Problem
Find out if the function
$$f(x)=\left\{\begin{array}{l} \frac{x^3}{x^2+y^2},\:\text{if $(x,y) \not= (0,0)$;}\\ 0,\:\text{if $(x,y)=(0,0)$;} \end{array}\right.$$
is continuous, have partial derivatives, and is differentiable.
Attempt
my calculations (link).
Question
Specific questions: See the three yellow places in my calculations.
General question: I tried doing this via:
$C^1 \Rightarrow$ differentiable $\Rightarrow$ partial derivatives exists $\Rightarrow$ continuous. Starting with $C^1$ (since the test is easy) and then moving on the the other cases, using the definitions.
The only problematic point is $(0,0)$.
As Siminore noted in the comments, for all $(x,y)\in \mathbb R^2\setminus \{(0,0)\}$ it holds that
$$|f(x,y)|\leq |x|\dfrac {x^2}{x^2+y^2}\leq |x|.$$
Consequently $$\lim \limits_{(x,y)\to (0,0)}\left(|f(x,y)|\right)\leq \lim \limits_{(x,y)\to (0,0)}\left(|x|\right)=0,$$
which implies $\lim \limits_{(x,y)\to (0,0)}\left(f(x,y)\right)=0=f(0,0)$.
For an $\varepsilon$-$\delta$ argument recall that $\lim \limits_{(x,y)\to (0,0)}\left(f(x,y)\right)$ if, and only if, $$\forall \varepsilon >0\,\exists \delta >0\, \forall (x,y)\in \mathbb R^2\left(\Vert (x,y)-(0,0)\Vert<\delta \implies |f(x,y)-f(0,0)|<\varepsilon\right).$$
Take $\varepsilon >0$, let $\delta=\epsilon$ and let $(x,y)\in \mathbb R^2\setminus \{(0,0)\}$. The case $(x,y)=(0,0)$ is logically trivial.
You wish to prove that $\Vert (x,y)\Vert<\delta \implies \left|\dfrac {x^3}{x^2+y^2}\right|<\varepsilon$.
Assume $\Vert (x,y)\Vert<\delta$.Then $|x|\leq \sqrt{x^2+y^2}=\Vert (x,y)\Vert<\delta$ follows.

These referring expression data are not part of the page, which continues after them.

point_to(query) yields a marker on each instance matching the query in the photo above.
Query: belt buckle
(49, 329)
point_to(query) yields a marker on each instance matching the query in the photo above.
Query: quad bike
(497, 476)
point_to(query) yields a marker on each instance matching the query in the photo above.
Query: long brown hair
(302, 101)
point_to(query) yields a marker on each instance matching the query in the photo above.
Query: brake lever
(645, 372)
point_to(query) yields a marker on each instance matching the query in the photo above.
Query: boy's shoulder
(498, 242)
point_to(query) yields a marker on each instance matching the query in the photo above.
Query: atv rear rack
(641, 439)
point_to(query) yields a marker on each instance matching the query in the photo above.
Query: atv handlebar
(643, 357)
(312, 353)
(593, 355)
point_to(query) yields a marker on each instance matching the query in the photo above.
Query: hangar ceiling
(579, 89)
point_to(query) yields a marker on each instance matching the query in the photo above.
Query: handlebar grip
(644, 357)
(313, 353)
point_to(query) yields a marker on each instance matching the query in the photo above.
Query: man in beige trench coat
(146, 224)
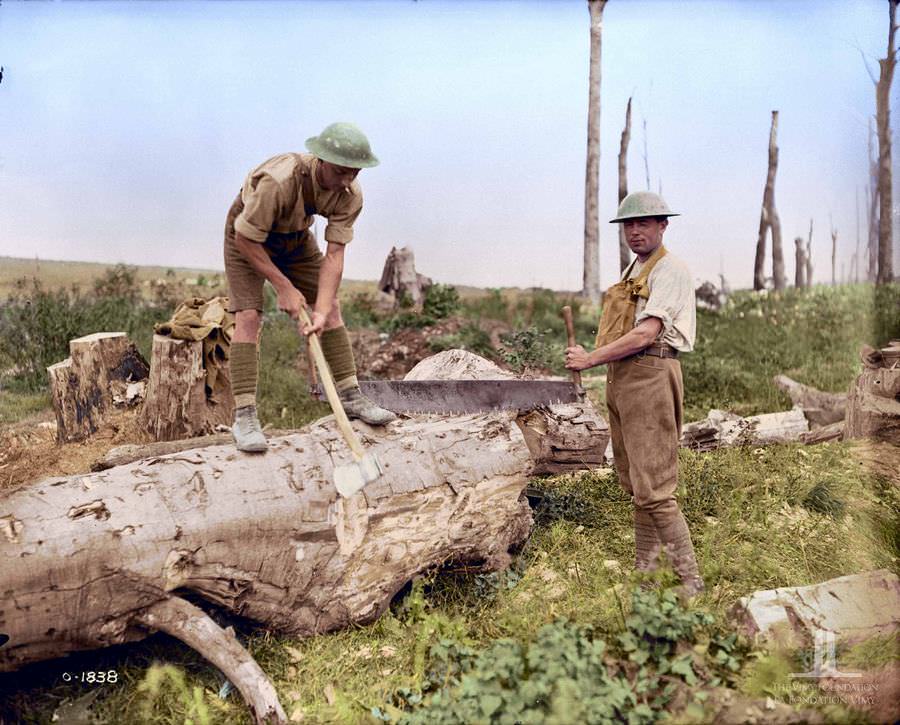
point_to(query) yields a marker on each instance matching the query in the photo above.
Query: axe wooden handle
(331, 392)
(570, 331)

But since $|f(x,y)|\leq |x|\dfrac {x^2}{x^2+y^2}\leq |x|$, it follows that $|f(x,y)|<\delta=\varepsilon$, as wished.
Therefore $f$ is continuous.
Let us now analyze the partial derivatives.

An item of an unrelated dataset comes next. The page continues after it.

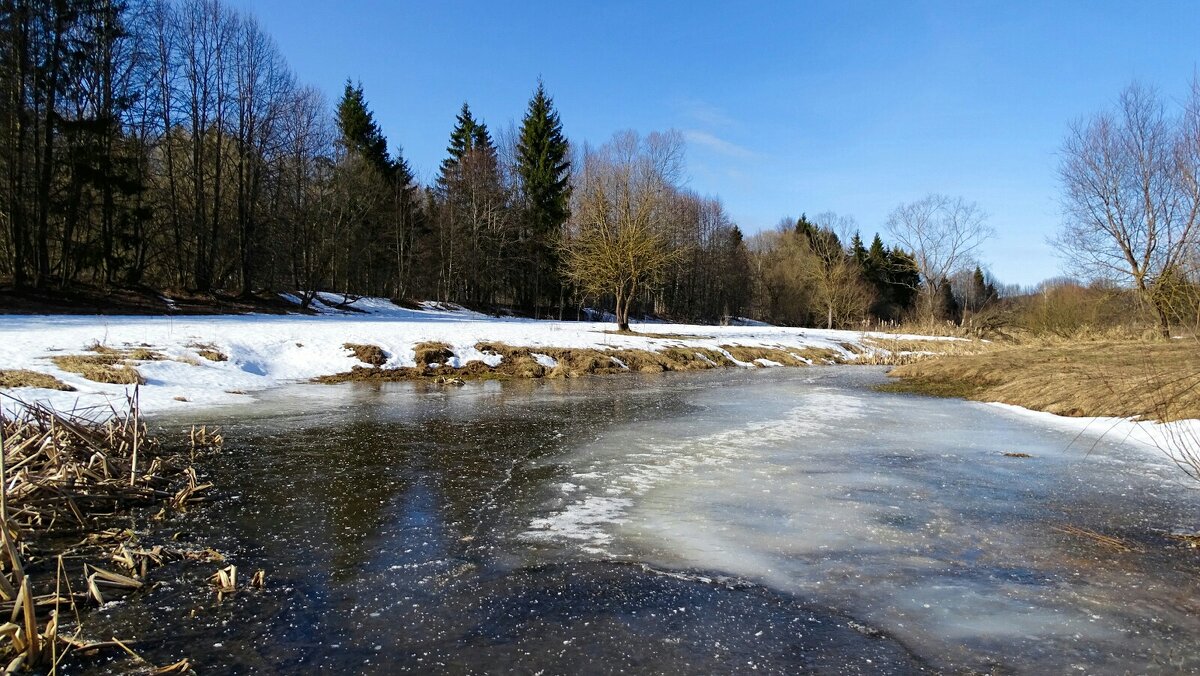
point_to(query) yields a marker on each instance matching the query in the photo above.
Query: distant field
(1150, 380)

One has $$\begin{cases} \dfrac {\partial f}{\partial x}(x,y)= \dfrac{x^4+3x^2y^2}{(x^2+y^2)^2}\\ \dfrac {\partial f}{\partial x}(0,0)=\lim \limits_{h\to 0}\left(\dfrac {f(h,0)}{h}\right)=\lim \limits_{h\to 0}\left(\dfrac {h^3/h} h\right)=1\end{cases}$$
and
$$\begin{cases} \dfrac {\partial f}{\partial y}(x,y)= \dfrac{-2x^3y}{(x^2+y^2)^2}\\ \dfrac {\partial f}{\partial y}(0,0)=\lim \limits_{h\to 0}\left(\dfrac {f(0,h)}{h}\right)=\lim \limits_{h\to 0}\left(\dfrac 0 h\right)=0\end{cases}$$
So the partial derivatives exist in $\mathbb R^2$, (even though the partial derivative with respect to $y$ isn't continuous - this isn't enough for non-differentiability).

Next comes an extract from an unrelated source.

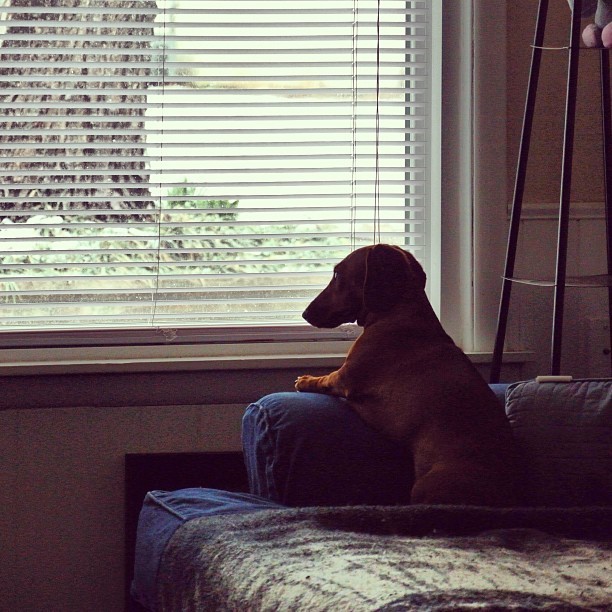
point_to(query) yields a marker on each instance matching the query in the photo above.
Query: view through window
(204, 163)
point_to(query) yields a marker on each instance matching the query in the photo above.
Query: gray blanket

One has, (as a quick consequence of the definition), that $f$ is differentiable at $(0,0)$ if, and only if the limit below exists:
$$\lim_{(x,y) \to (0,0)} \left[\dfrac{f(x,y) - \left(f(0,0) + f_{x}(0,0)(x-0) + f_{y}(0,0)(y-0)\right)}{\sqrt{x^2 + y^2}}\right].$$
This limit, if it exists, equals $\lim \limits_{(x,y)\to (0,0)}\left(-\dfrac{xy^2}{\left(x^2+y^2\right)^{3/2}}\right).$
But, given $k\in \mathbb R$, $$\lim \limits_{\substack{(x,y)\to (0,0)\\x=ky}}\left(-\dfrac{xy^2}{x^2+y^2}\right)=\lim \limits_{\substack{(x,y)\to (0,0)\\x=ky}}\left(-\dfrac{ky^3}{\left(k^2y^2+y^2\right)^{3/2}}\right)=\dfrac {k}{\left(k^2+1\right)^{3/2}},$$
so the limit is path dependent and it doesn't exist.
Therefore $f$ isn't differentiable at $(0,0)$.